Decídese la impugnación del fallo de 17 de junio de 2015, dictado por la Sala de Casación Penal de la Corte Suprema de Justicia, que concedió la tutela de Inverlyc S.A.S. frente al Juzgado Octavo Penal del Circuito Especializado y la Fiscalía Treinta y Ocho Especializada adscrita a la Dirección de Fiscalía Nacional Especializada Antinarcóticos y Lavado de Activos-DFALA, ambos de Bogotá, siendo vinculada la Sala de Extinción de Dominio del Tribunal Superior del Distrito Judicial de la misma ciudad.
I.- ANTECEDENTES
1.- Mediante apoderada, la promotora sostuvo que se le violaron los derechos al debido proceso, defensa, propiedad e igualdad.
2.- Atribuyó la vulneración a que en la causa contra Marco Antonio Gil Garzón por narcotráfico, enriquecimiento ilícito y lavado de activos, se le decomisó un inmueble sin previamente citarla.
3.- Soporta el libelo en los sucesos que se resumen así (folios 7 al 12):
3.1.- Que por dación en pago de 18 de diciembre de 2012, registrada un día después, su socio Carlos José Alvarado Parra le transfirió el predio que había adquirido legítimamente, situado en Girardot e identificado con la matrícula 370-41923.
3.3.- Que el implicado aceptó cargos, por lo que el caso pasó al Juzgado Octavo Penal del Circuito Especializado, el que profirió condena y, además, ordenó el comiso definitivo del referido activo (10 de septiembre de dicho año).
3.4.- Que jamás fue informada de esos trámites, pues, sólo hasta el 28 de octubre siguiente el ente acusador escuchó la declaración jurada de su representante legal.
3.5.- Que por incidente reclamó que la precitada autoridad la reconociera como “tercero adquirente de buena fe exenta de culpa”, lo que en efecto sucedió (18 de noviembre de 2014).
3.6.- Que para que se le restablecieran sus “derechos”, la entidad remitió la última actuación al funcionario de conocimiento, quien negó el pedimento aduciendo no estar habilitado para modificar una providencia ejecutoriada y que antes de emitirla no se le advirtió de aquellos (11 de febrero de 2015).
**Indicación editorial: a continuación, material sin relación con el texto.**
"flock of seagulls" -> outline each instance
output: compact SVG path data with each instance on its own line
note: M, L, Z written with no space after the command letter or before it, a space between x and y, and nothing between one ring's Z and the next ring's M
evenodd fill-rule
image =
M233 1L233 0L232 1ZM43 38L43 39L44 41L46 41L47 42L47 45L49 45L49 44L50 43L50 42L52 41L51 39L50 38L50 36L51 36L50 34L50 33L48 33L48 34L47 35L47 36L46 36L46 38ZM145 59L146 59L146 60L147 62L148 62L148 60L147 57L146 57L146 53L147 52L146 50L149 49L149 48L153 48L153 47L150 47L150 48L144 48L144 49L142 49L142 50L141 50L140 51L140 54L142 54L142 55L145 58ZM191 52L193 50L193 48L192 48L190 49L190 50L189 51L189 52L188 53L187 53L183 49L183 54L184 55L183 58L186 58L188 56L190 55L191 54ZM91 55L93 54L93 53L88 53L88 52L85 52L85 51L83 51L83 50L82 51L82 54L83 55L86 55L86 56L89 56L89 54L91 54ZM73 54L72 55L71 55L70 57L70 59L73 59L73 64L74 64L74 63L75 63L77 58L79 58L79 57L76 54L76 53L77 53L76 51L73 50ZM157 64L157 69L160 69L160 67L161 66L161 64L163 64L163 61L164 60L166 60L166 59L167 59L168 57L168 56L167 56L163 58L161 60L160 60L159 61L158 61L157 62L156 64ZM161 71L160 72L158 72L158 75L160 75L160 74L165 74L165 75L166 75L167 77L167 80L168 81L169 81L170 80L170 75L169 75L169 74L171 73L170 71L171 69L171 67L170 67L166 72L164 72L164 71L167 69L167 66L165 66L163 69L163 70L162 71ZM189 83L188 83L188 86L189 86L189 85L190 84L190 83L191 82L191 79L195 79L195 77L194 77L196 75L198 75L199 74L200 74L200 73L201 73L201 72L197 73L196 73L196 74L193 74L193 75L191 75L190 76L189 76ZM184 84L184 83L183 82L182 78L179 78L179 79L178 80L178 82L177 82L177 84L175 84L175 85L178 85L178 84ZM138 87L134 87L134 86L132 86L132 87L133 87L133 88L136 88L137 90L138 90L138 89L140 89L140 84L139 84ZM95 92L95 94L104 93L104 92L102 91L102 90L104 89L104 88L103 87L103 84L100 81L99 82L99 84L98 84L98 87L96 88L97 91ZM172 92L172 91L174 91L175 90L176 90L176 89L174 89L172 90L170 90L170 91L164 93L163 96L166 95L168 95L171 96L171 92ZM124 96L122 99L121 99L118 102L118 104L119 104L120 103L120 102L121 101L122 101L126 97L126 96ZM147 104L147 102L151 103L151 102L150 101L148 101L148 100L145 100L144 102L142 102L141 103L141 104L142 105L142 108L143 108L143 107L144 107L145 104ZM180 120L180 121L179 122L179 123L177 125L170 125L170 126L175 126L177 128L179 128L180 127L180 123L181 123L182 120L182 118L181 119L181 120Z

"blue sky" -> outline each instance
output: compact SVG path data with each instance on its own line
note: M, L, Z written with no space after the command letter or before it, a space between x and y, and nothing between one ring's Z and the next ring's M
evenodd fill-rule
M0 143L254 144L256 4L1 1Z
3.7.- Que interpuso reposición y apelación, la última de las cuales rechazó de plano el Tribunal Superior de Bogotá (16 de abril).
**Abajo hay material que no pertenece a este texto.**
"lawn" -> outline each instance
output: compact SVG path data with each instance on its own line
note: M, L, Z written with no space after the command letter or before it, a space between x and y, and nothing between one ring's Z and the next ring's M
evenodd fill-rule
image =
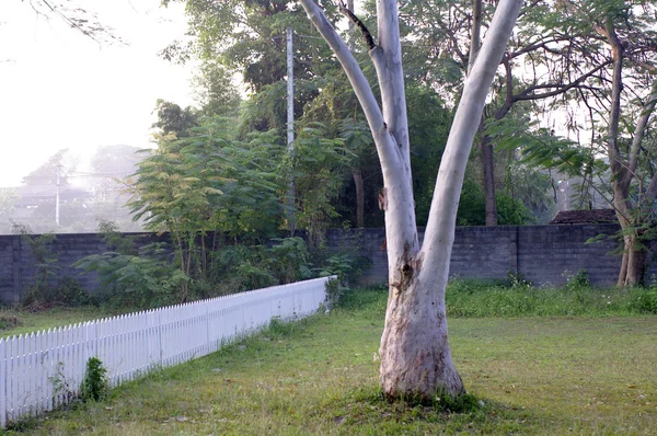
M481 405L383 401L385 291L275 324L219 353L22 423L36 435L654 434L657 317L451 318L457 367ZM19 434L11 431L9 434Z

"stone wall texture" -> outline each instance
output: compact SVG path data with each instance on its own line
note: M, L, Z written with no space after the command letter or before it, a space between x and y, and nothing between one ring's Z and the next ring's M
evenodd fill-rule
M598 243L587 241L616 231L615 225L460 227L456 232L450 276L488 279L518 273L535 285L562 285L565 272L574 274L586 269L591 284L612 286L621 263L621 257L612 254L619 243L612 238ZM165 240L165 236L138 238L143 244L153 240ZM371 261L371 267L361 277L362 285L388 282L384 240L384 229L332 229L327 232L330 246L358 250ZM71 266L87 255L108 251L99 234L58 234L50 249L58 265L58 277L54 279L71 276L91 292L99 291L95 275L80 274ZM20 301L34 283L37 271L38 265L35 265L25 240L20 236L0 236L0 302ZM647 275L657 275L657 263L653 259Z

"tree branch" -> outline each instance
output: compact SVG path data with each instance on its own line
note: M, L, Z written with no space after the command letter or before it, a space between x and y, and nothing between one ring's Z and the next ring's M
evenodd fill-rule
M345 15L347 19L349 19L349 21L351 23L354 23L354 25L360 30L360 33L362 34L362 36L365 37L365 41L367 43L367 48L370 50L373 49L377 45L374 44L374 38L372 38L371 33L369 32L367 26L362 23L362 21L360 21L360 19L358 16L356 16L349 8L346 7L346 4L344 3L343 0L339 0L339 12L342 12L343 15Z

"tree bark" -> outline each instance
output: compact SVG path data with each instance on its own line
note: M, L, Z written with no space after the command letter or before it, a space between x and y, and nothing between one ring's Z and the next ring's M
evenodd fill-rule
M422 251L390 264L380 382L389 398L458 395L464 386L451 358L445 290L468 157L493 77L521 1L500 1L463 89L438 171ZM479 123L477 123L479 125Z
M438 172L422 251L415 222L396 1L377 1L379 43L374 45L367 35L382 108L358 62L314 0L301 0L301 4L335 53L362 105L383 173L380 206L385 211L389 262L389 299L379 349L383 392L388 398L423 400L441 393L461 394L464 387L451 358L445 311L457 209L476 130L471 121L481 119L522 1L499 2L465 81Z

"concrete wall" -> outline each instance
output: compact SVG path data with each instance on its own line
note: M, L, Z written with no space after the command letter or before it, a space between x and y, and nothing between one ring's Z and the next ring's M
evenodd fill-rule
M154 234L131 233L137 236L137 245L146 244L158 238ZM102 238L95 233L61 233L49 244L50 252L57 257L53 283L65 276L76 278L84 289L99 290L96 274L81 274L71 265L91 254L110 251ZM32 255L30 243L21 236L0 236L0 302L19 302L28 287L35 282L38 265Z
M599 234L614 234L615 225L581 226L499 226L457 228L450 276L463 278L505 278L520 273L535 285L562 285L564 273L586 269L591 284L612 286L619 274L621 257L611 254L619 248L613 239L586 242ZM331 245L338 244L344 230L328 232ZM372 261L362 283L374 285L388 280L388 259L383 245L384 229L359 231L360 254ZM354 231L351 231L354 238ZM424 232L420 232L420 240ZM652 261L647 277L657 274Z
M613 225L457 228L450 275L504 278L509 272L517 272L537 285L561 285L565 282L565 271L586 269L592 284L610 286L615 283L621 263L620 256L610 254L618 248L618 242L604 240L586 244L586 241L598 234L613 234L616 230ZM147 234L138 240L147 243L162 239ZM361 278L366 285L388 280L384 240L384 229L333 229L327 233L331 246L358 249L372 262ZM71 267L83 256L107 251L97 234L58 234L51 250L58 257L59 277L76 277L85 289L97 291L97 279L93 274L80 275L79 269ZM19 301L34 283L37 271L30 245L21 237L0 236L1 302ZM654 261L648 277L653 274L657 274Z

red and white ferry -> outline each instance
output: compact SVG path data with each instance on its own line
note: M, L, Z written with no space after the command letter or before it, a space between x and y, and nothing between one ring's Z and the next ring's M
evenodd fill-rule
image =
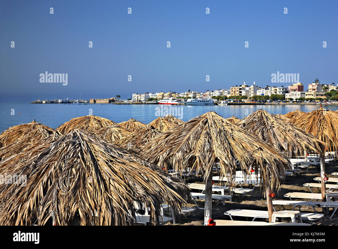
M157 101L160 105L177 105L181 103L180 100L176 98L164 98Z

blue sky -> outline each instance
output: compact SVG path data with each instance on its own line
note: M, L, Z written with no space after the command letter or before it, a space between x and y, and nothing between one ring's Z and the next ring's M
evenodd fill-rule
M338 84L337 1L182 2L1 1L0 101L264 86L277 71Z

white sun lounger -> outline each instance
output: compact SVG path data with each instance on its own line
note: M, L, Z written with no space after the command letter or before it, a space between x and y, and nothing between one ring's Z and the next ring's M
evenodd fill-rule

4.- Pide invalidar el veredicto de 10 de septiembre de 2013, en cuanto afectó su dominio, y darle curso a la solicitud de restituírselo (folio 43).
II.- INTERVENCIÓN DE LOS CONVOCADOS
El Juez Octavo explicó que no varió su resolución de fondo porque la situación que se le planteó no enmarca en los eventos del artículo 412 de la Ley 600 de 2000. Destacó que la Fiscalía no le informó sobre los “supuestos derechos de terceros…” atinentes al haber confiscado (folios 75 y 75, cuaderno 1).
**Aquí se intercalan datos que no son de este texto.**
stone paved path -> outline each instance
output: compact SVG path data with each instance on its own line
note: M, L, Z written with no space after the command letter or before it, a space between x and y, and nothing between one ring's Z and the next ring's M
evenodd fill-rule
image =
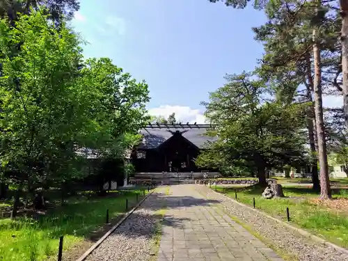
M170 187L157 261L283 261L191 185Z

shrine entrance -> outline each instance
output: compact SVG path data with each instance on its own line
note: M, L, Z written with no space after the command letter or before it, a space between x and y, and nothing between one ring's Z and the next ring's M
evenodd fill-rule
M173 135L159 147L160 155L164 155L164 171L191 172L196 171L193 159L198 156L199 149L176 131Z

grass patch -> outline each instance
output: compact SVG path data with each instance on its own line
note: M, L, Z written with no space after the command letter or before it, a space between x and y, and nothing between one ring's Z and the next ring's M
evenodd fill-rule
M251 206L253 206L255 198L256 208L283 220L286 220L286 208L289 207L292 223L340 246L348 246L348 215L312 204L309 199L318 195L311 189L285 187L284 194L294 198L271 200L262 198L263 189L258 186L239 190L218 187L217 191L232 198L235 198L235 191L237 191L238 201ZM333 196L341 195L333 193Z
M218 177L216 179L208 179L208 180L258 180L256 177Z
M140 199L143 191L127 191L118 197L71 198L68 205L36 219L1 219L0 260L47 260L57 254L61 235L67 251L104 224L106 209L113 219L125 212L126 198L129 207L134 206L136 193Z

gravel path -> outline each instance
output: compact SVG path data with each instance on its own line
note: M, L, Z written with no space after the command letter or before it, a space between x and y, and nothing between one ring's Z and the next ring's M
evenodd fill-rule
M294 255L300 261L348 260L348 255L306 237L266 216L237 204L228 197L217 194L205 186L195 189L208 199L217 200L226 211L247 224L283 252Z
M154 232L161 216L165 187L157 188L97 248L88 261L148 261L152 258ZM163 198L162 198L163 197Z

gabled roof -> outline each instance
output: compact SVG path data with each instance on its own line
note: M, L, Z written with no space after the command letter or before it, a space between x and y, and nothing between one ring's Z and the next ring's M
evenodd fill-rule
M209 125L149 125L141 131L143 139L138 148L157 148L171 138L177 130L182 132L182 136L196 146L203 148L207 142L216 140L214 137L205 135L207 130L210 128Z

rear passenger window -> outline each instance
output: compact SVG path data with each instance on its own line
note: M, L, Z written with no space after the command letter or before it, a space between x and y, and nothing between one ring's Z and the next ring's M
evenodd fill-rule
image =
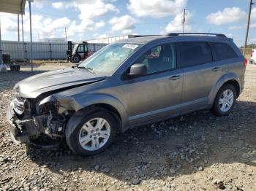
M234 50L228 44L211 42L210 44L212 47L214 61L227 60L238 57Z
M182 67L212 62L210 46L204 42L186 42L179 44Z

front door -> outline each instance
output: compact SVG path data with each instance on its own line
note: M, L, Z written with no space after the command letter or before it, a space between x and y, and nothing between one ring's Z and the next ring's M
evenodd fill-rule
M124 81L129 125L179 114L183 71L177 69L174 44L151 48L134 63L146 65L147 75Z
M207 42L180 42L178 49L184 69L181 112L207 106L211 90L222 75L223 66L213 61Z

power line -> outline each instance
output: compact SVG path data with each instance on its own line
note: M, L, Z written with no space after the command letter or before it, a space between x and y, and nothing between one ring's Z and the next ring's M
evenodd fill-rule
M247 45L249 26L249 22L251 20L251 11L252 11L252 4L255 4L254 3L252 3L252 0L249 0L249 13L248 13L247 26L246 26L246 33L245 34L245 40L244 40L244 50L243 50L243 55L244 56L245 56L245 49L246 49L246 45Z
M181 23L182 23L182 32L184 33L185 31L185 22L186 22L186 9L184 9L183 12L183 18L181 20Z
El Tribunal defendió su auto, señalando que no está incurso en los presupuestos de procedibilidad del auxilio. Anotó que lo definido por el a-quo hizo tránsito a cosa juzgada y, por ende, carecía de cualquier potestad para alterarlo (folios 83 al 89).
La Fiscalía Décima Especializada en apoyo de la Treinta y Ocho alegó que la accionante no protestó a tiempo, pese a que el arrendatario que atendió la diligencia de ocupación (8 de agosto de 2013) debió enterarla. “Reconoció” que se equivocó al pedir que se aceptara a la sociedad como “tercero de buena fe”, pues, el asunto estaba concluido (folios 92 al 101).
La Dirección Jurídica de la Fiscalía relievó que el dominio no es objeto de este mecanismo extraordinario; subrayó que en circunstancias como la debatida se resguarda a quienes obran con “buena fe exenta de culpa”, lo que competía a la interesada aducir oportunamente ante el juez, pues, sus delegados no están facultados para ese fin. Dijo que la quejosa puede demandar la nulidad de la inscripción de la incautación y la reparación directa de los perjuicios sufridos (folios 114 al 122).
III.- SENTENCIA DE LA SALA DE CASACIÓN PENAL
Otorgó la tutela y dejó sin efecto el “comiso definitivo” para que se surta un incidente en el que Inverlyc pueda participar y se diluciden los “derechos” que podría tener.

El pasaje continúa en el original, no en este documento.